For my session today at Tappedin, I have work diligently on my Web pages for educators who would like to know more about Thanksgiving and the history of Massachusetts in the time period of the 1620s. As a triple Mayflower descendant, I enjoy learning about these people and the struggles and hardships they faced in the new world.
As family life in this country changes, it is often the case that we only gather together in the fall to celebrate family on the fourth Thursday of November.
But, what does this have to do with the life of those who came to America sailing from England and Holland to seek a new life? The real answer is... not much.

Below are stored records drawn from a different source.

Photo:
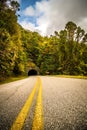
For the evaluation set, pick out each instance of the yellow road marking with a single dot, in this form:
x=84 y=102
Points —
x=38 y=117
x=18 y=124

The people we call "Pilgrim" were devoutly religious and would be surprised to find out that the life they led in Plymouth, MA has been romanticized and has become highly controversial.
There are only two primary sources to rely upon for information about the feast of the fall of 1621. One is William Bradford’s diary “Of Plymouth Plantation” and Edward Winslow’s “Mourt’s Relation”.
This gathering, with food and games was a secular celebration of harvest attended by 50 colonists and 90 native people. After the first winter, where over half of those who came on the Mayflower died, only four married women and five adolescent girls survived to prepare the food for this one-time event. (Think about that while you prepare to cook your turkey!)
A Puritan day of thanksgiving was considered to be a day of prayer spent in a church and had nothing to do with this feast. The native people also gave thanks every day to the Creator for the life they were given.
Today’s event is considered a day of civic authority and has been in the making since the late 1830’s or early 1840’s. Abraham Lincoln made it a national holiday during the Civil War as he hoped it would further unity of our country.
Today, teachers, with limited time and resources, have a difficult road ahead of them to accurate depict history and to relate it to life in modern times. Some schools do not allow any celebrations or mention of celebrations during school time. What should teachers focus on?
· Lives of the Pilgrims (and the history of the time period)
· Oral history and traditions of the Native people
· Museums, monuments and symbols of history
· Be respectful and learn to say “thank you”
What will you teach and how will you do it?